Mateo 11,25-30 (14_Tiempo ordinario -A )
En aquel tiempo, exclamó Jesús: «Te doy gracias, Padre, Señor de cielo y
tierra, porque has escondido estas cosas a los sabios y entendidos y se las has
revelado a la gente sencilla. Sí, Padre, así te ha parecido mejor. Todo me lo
ha entregado mi Padre, y nadie conoce al Hijo más que el Padre, y nadie conoce
al Padre sino el Hijo, y aquel a quien el Hijo se lo quiera revelar. Venid a mí
todos los que estáis cansados y agobiados, y yo os aliviaré. Cargad con mi yugo
y aprended de mí, que soy manso y humilde de corazón, y encontraréis vuestro
descanso. Porque mi yugo es llevadero y mi carga ligera.»
*****||*****
José Antonio Pagola
Jesús no tuvo problemas con las gentes sencillas del pueblo.

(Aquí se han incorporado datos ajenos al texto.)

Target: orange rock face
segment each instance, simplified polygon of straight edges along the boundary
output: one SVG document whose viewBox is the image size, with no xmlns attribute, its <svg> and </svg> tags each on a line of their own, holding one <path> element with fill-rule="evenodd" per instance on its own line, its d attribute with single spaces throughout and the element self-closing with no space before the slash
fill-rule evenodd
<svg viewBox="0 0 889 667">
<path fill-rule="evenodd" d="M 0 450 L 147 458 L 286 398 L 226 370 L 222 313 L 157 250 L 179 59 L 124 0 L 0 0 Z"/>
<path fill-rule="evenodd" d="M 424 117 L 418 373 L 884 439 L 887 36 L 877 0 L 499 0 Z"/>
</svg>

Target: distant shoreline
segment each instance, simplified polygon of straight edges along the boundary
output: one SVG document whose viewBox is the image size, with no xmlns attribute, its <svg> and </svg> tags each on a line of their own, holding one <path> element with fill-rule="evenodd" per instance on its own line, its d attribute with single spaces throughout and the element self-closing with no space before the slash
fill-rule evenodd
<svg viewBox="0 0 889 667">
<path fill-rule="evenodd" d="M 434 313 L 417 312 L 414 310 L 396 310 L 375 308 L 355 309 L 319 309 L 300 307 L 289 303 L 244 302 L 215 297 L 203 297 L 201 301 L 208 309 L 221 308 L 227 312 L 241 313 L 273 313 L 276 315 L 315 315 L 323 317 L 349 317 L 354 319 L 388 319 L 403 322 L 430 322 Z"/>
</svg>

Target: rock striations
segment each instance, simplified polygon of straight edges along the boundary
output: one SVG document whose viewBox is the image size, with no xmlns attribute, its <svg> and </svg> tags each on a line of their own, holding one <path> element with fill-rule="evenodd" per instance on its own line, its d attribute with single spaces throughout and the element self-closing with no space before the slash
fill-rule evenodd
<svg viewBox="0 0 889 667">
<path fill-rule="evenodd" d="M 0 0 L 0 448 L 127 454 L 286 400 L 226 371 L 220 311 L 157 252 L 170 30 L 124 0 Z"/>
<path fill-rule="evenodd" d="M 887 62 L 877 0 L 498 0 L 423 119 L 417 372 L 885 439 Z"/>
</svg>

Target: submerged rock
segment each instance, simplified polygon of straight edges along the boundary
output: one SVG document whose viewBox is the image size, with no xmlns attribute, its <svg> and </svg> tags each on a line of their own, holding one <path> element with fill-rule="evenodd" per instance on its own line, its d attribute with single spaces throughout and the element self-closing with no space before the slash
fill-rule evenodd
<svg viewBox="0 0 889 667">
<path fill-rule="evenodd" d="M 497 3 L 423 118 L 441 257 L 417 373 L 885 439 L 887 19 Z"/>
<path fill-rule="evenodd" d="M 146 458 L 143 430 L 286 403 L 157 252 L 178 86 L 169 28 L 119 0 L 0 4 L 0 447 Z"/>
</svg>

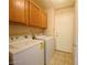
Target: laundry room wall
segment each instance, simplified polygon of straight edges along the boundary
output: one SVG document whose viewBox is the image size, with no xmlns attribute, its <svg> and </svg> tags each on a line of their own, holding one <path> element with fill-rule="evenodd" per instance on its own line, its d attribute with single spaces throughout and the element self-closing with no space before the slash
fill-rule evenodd
<svg viewBox="0 0 87 65">
<path fill-rule="evenodd" d="M 57 23 L 55 21 L 56 12 L 57 12 L 57 18 L 62 19 L 61 21 L 63 21 L 63 20 L 66 19 L 68 13 L 70 14 L 69 18 L 74 17 L 74 15 L 72 15 L 72 14 L 74 14 L 74 7 L 67 7 L 67 8 L 63 8 L 63 9 L 53 9 L 53 8 L 47 9 L 47 29 L 45 30 L 45 34 L 54 36 L 54 39 L 55 39 L 55 50 L 59 50 L 59 51 L 64 51 L 64 52 L 73 52 L 73 46 L 70 47 L 72 51 L 67 51 L 68 50 L 68 45 L 67 44 L 62 45 L 59 43 L 61 45 L 58 45 L 57 44 L 58 42 L 56 42 L 56 41 L 58 41 L 58 35 L 61 35 L 61 33 L 57 33 L 58 32 L 58 21 L 57 21 Z M 63 17 L 62 15 L 58 17 L 58 14 L 61 14 L 62 12 L 63 12 Z M 65 21 L 72 22 L 73 20 L 68 19 L 68 20 L 65 20 Z M 65 28 L 63 28 L 63 29 L 65 29 Z M 69 30 L 67 30 L 67 31 L 69 31 Z M 72 36 L 73 36 L 73 32 L 74 31 L 72 31 Z M 68 33 L 64 37 L 67 37 L 67 36 L 68 36 Z M 62 37 L 61 40 L 64 40 L 64 37 Z M 69 39 L 65 40 L 66 41 L 65 43 L 68 43 L 68 40 Z M 72 37 L 72 40 L 73 40 L 73 37 Z M 73 41 L 72 41 L 72 43 L 73 43 Z M 67 50 L 63 48 L 62 46 L 66 46 Z M 62 47 L 62 48 L 59 48 L 59 47 Z"/>
</svg>

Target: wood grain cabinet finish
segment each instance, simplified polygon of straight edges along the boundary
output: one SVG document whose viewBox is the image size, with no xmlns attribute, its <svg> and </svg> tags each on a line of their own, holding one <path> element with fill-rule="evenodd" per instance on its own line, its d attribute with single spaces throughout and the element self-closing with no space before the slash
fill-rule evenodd
<svg viewBox="0 0 87 65">
<path fill-rule="evenodd" d="M 45 13 L 31 0 L 9 0 L 9 21 L 42 29 L 47 22 Z"/>
</svg>

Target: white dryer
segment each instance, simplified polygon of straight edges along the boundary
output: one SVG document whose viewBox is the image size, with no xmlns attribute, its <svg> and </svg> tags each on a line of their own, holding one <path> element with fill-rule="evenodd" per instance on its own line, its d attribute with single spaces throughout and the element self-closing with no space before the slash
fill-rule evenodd
<svg viewBox="0 0 87 65">
<path fill-rule="evenodd" d="M 45 65 L 50 65 L 51 58 L 54 53 L 54 37 L 46 35 L 35 35 L 35 37 L 44 41 L 44 62 Z"/>
</svg>

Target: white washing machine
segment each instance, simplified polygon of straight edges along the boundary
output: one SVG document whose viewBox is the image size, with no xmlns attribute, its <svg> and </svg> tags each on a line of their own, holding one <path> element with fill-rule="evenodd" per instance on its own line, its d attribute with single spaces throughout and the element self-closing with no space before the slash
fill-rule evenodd
<svg viewBox="0 0 87 65">
<path fill-rule="evenodd" d="M 44 65 L 44 41 L 12 36 L 9 48 L 9 65 Z"/>
<path fill-rule="evenodd" d="M 45 65 L 50 65 L 51 58 L 54 53 L 54 37 L 53 36 L 46 36 L 46 35 L 35 35 L 37 40 L 44 41 L 44 62 Z"/>
</svg>

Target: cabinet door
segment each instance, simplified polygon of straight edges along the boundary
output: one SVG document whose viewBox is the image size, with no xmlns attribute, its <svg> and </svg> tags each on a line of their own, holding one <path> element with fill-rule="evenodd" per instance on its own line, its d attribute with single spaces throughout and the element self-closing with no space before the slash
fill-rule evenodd
<svg viewBox="0 0 87 65">
<path fill-rule="evenodd" d="M 39 8 L 30 2 L 30 25 L 39 26 Z"/>
<path fill-rule="evenodd" d="M 25 0 L 9 0 L 9 1 L 10 1 L 9 3 L 10 21 L 26 24 L 25 9 L 24 9 Z"/>
</svg>

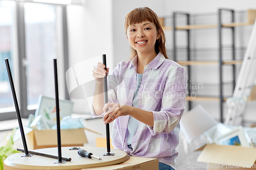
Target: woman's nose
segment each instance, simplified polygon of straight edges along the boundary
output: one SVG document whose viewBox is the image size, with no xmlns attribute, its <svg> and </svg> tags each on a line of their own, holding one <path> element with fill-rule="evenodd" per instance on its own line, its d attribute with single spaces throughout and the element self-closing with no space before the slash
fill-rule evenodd
<svg viewBox="0 0 256 170">
<path fill-rule="evenodd" d="M 145 35 L 142 33 L 142 32 L 139 32 L 137 37 L 138 38 L 142 38 L 144 37 L 145 36 Z"/>
</svg>

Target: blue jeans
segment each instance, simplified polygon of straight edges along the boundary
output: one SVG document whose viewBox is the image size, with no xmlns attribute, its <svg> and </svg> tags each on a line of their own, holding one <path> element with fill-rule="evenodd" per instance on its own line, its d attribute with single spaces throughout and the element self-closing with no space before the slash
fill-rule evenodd
<svg viewBox="0 0 256 170">
<path fill-rule="evenodd" d="M 162 162 L 158 162 L 159 170 L 174 170 L 172 166 Z"/>
</svg>

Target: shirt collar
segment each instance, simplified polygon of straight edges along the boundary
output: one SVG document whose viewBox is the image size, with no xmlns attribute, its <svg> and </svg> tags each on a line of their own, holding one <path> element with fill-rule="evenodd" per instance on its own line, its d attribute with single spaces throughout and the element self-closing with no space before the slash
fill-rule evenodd
<svg viewBox="0 0 256 170">
<path fill-rule="evenodd" d="M 138 59 L 138 55 L 131 62 L 130 67 L 133 66 L 136 67 L 137 66 L 137 60 Z M 164 62 L 165 58 L 164 56 L 159 52 L 156 57 L 152 60 L 147 65 L 147 67 L 152 69 L 157 69 L 162 63 Z"/>
</svg>

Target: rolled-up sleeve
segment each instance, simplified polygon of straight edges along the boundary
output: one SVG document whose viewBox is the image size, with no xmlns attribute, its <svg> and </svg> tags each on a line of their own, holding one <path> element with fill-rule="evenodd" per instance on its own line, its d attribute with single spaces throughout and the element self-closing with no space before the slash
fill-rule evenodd
<svg viewBox="0 0 256 170">
<path fill-rule="evenodd" d="M 170 71 L 163 91 L 160 111 L 154 114 L 154 127 L 147 126 L 154 136 L 169 133 L 178 125 L 184 112 L 186 99 L 187 76 L 183 67 Z"/>
</svg>

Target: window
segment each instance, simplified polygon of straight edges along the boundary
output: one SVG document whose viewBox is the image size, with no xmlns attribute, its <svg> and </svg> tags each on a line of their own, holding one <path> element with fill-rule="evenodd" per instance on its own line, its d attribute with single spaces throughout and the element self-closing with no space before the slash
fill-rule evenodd
<svg viewBox="0 0 256 170">
<path fill-rule="evenodd" d="M 66 6 L 0 1 L 0 121 L 16 118 L 4 59 L 8 58 L 22 117 L 34 113 L 40 94 L 55 98 L 58 59 L 59 99 L 68 98 Z"/>
<path fill-rule="evenodd" d="M 13 107 L 13 99 L 10 87 L 5 59 L 8 58 L 13 75 L 14 11 L 12 1 L 0 1 L 0 108 Z M 4 17 L 3 17 L 4 16 Z M 15 81 L 15 80 L 14 80 Z"/>
<path fill-rule="evenodd" d="M 57 58 L 56 8 L 54 5 L 26 3 L 24 9 L 30 106 L 37 104 L 40 94 L 55 98 L 53 59 Z"/>
</svg>

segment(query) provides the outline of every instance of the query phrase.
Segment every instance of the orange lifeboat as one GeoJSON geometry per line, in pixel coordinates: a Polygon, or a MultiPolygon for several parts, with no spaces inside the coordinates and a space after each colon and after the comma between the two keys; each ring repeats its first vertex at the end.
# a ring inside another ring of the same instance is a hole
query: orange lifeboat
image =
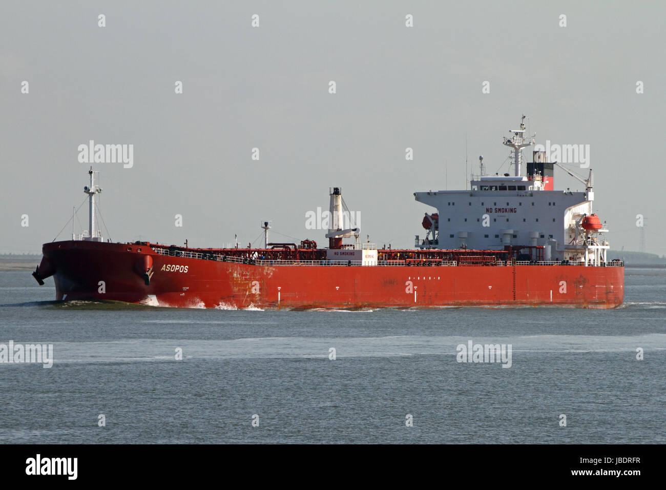
{"type": "MultiPolygon", "coordinates": [[[[432,215],[430,215],[430,219],[432,219],[432,221],[434,222],[435,225],[437,225],[438,221],[440,221],[440,215],[437,213],[433,213],[432,215]]],[[[430,220],[428,219],[428,215],[426,214],[425,216],[423,217],[423,221],[421,222],[421,224],[423,225],[424,229],[426,230],[430,229],[431,227],[430,220]]]]}
{"type": "Polygon", "coordinates": [[[581,223],[581,226],[583,229],[587,230],[588,231],[592,230],[598,230],[601,229],[601,221],[597,216],[597,214],[591,215],[589,216],[585,216],[583,218],[583,221],[581,223]]]}

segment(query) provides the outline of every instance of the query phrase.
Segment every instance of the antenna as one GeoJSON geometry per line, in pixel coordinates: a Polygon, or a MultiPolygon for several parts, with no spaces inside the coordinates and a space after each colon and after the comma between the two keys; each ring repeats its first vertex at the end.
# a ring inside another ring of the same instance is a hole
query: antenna
{"type": "Polygon", "coordinates": [[[465,133],[465,190],[467,190],[467,133],[465,133]]]}
{"type": "Polygon", "coordinates": [[[264,248],[268,248],[268,230],[273,226],[273,222],[265,220],[261,222],[261,227],[264,229],[264,248]]]}

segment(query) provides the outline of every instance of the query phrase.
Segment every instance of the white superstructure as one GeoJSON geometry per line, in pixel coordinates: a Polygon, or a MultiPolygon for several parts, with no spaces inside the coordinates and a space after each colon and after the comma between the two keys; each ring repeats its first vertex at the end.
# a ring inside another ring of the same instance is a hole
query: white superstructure
{"type": "MultiPolygon", "coordinates": [[[[524,116],[523,116],[524,119],[524,116]]],[[[504,139],[511,148],[514,175],[485,175],[483,157],[481,175],[470,180],[470,191],[428,191],[414,193],[416,201],[437,209],[426,214],[425,239],[416,235],[419,248],[460,248],[498,250],[505,247],[543,247],[541,260],[598,264],[606,261],[607,242],[599,233],[607,231],[597,222],[592,203],[592,171],[585,180],[563,168],[583,183],[582,192],[553,190],[553,169],[561,167],[547,162],[545,151],[533,151],[533,161],[522,175],[521,149],[533,144],[524,137],[525,125],[511,130],[504,139]]]]}

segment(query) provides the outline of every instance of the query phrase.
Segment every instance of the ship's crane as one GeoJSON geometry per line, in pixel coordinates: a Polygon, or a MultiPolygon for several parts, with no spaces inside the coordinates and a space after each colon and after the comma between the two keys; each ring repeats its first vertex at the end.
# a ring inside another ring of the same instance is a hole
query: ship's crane
{"type": "MultiPolygon", "coordinates": [[[[576,180],[577,180],[577,181],[583,183],[583,184],[585,184],[585,191],[586,192],[587,192],[588,193],[590,193],[590,192],[591,192],[591,191],[592,191],[592,177],[593,177],[593,174],[592,173],[592,169],[589,169],[589,175],[587,176],[587,179],[586,180],[583,180],[582,177],[578,177],[575,174],[571,173],[571,171],[569,171],[569,170],[568,169],[563,167],[559,163],[557,163],[556,161],[553,162],[553,163],[555,165],[557,165],[557,167],[559,167],[559,168],[561,168],[565,172],[566,172],[567,173],[568,173],[569,175],[571,175],[571,177],[573,177],[574,179],[575,179],[576,180]]],[[[590,201],[591,201],[591,199],[590,199],[590,201]]]]}

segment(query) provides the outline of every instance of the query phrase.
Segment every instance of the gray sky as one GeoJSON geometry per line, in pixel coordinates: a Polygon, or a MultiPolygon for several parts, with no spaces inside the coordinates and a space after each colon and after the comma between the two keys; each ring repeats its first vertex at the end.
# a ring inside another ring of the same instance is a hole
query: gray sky
{"type": "MultiPolygon", "coordinates": [[[[611,248],[639,249],[642,214],[647,251],[666,253],[665,14],[662,1],[3,0],[0,252],[55,237],[85,197],[90,139],[134,145],[132,168],[95,165],[115,241],[246,244],[268,218],[324,245],[305,213],[335,185],[364,239],[413,246],[432,211],[413,193],[465,188],[466,135],[470,170],[482,154],[500,171],[524,113],[537,143],[590,145],[611,248]]],[[[582,187],[556,169],[567,187],[582,187]]],[[[86,205],[79,217],[87,229],[86,205]]]]}

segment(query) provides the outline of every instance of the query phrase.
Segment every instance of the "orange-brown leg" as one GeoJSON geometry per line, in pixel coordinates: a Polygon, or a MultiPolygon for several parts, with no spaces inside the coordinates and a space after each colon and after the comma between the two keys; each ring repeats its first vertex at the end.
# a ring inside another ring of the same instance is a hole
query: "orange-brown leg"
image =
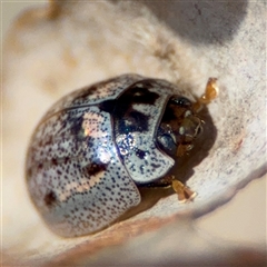
{"type": "Polygon", "coordinates": [[[200,110],[202,105],[210,103],[219,92],[219,88],[217,86],[217,78],[209,78],[206,85],[205,93],[197,99],[197,102],[194,103],[194,109],[196,111],[200,110]]]}
{"type": "Polygon", "coordinates": [[[190,201],[197,196],[195,191],[179,180],[172,180],[172,188],[177,192],[180,202],[190,201]]]}

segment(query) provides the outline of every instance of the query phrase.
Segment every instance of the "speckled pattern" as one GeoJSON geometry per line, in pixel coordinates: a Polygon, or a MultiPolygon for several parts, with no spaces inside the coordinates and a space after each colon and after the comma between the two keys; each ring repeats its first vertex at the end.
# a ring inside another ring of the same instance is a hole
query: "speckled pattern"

Sabía que le entendían. Lo que le preocupaba era si algún día llegarían a
captar su mensaje los líderes religiosos, los especialistas de la ley, los
grandes maestros de Israel. Cada día era más evidente: lo que al pueblo sencillo
le llenaba de alegría, a ellos los dejaba indiferentes.
Aquellos campesinos que vivían defendiéndose del hambre y de
los grandes terratenientes le entendían muy bien: Dios los quería ver felices,
sin hambre ni opresores. Los enfermos se fiaban de él y, animados por su fe,
volvían a creer en el Dios de la vida. Las mujeres que se atrevían a salir de
su casa para escucharle intuían que Dios tenía que amar como decía Jesús: con
entrañas de madre. La gente sencilla del pueblo sintonizaba con él. El Dios que
les anunciaba era el que anhelaban y necesitaban.
La actitud de los «entendidos» era diferente. Caifás y los
sacerdotes de Jerusalén lo veían como un peligro. Los maestros de la ley no
entendían que se preocupara tanto del sufrimiento de la gente y se olvidara de
las exigencias de la religión. Por eso, entre los seguidores más cercanos de
Jesús no hubo sacerdotes, escribas o maestros de la ley.
Un día, Jesús descubrió a todos lo que sentía en su corazón.
Lleno de alegría le rezó así a Dios: «Te doy gracias, Padre, Señor del cielo y
de la tierra, porque has escondido estas cosas a sabios y entendidos y las has
revelado a la gente sencilla».
Siempre es igual. La mirada de la gente sencilla es, de
ordinario, más limpia. No hay en su corazón tanto interés torcido. Van a lo
esencial. Saben lo que es sufrir, sentirse mal y vivir sin seguridad. Son los
primeros que entienden el evangelio.
Esta gente sencilla es lo mejor que tenemos en la Iglesia.
De ellos tenemos que aprender obispos, teólogos, moralistas y entendidos en
religión. A ellos les descubre Dios algo que a nosotros se nos escapa. Los
eclesiásticos tenemos el riesgo de racionalizar, teorizar y «complicar»
demasiado la fe. Solo dos preguntas: ¿por qué hay tanta distancia entre nuestra
palabra y la vida de la gente? ¿Por qué nuestro mensaje resulta casi siempre
más oscuro y complicado que el de Jesús?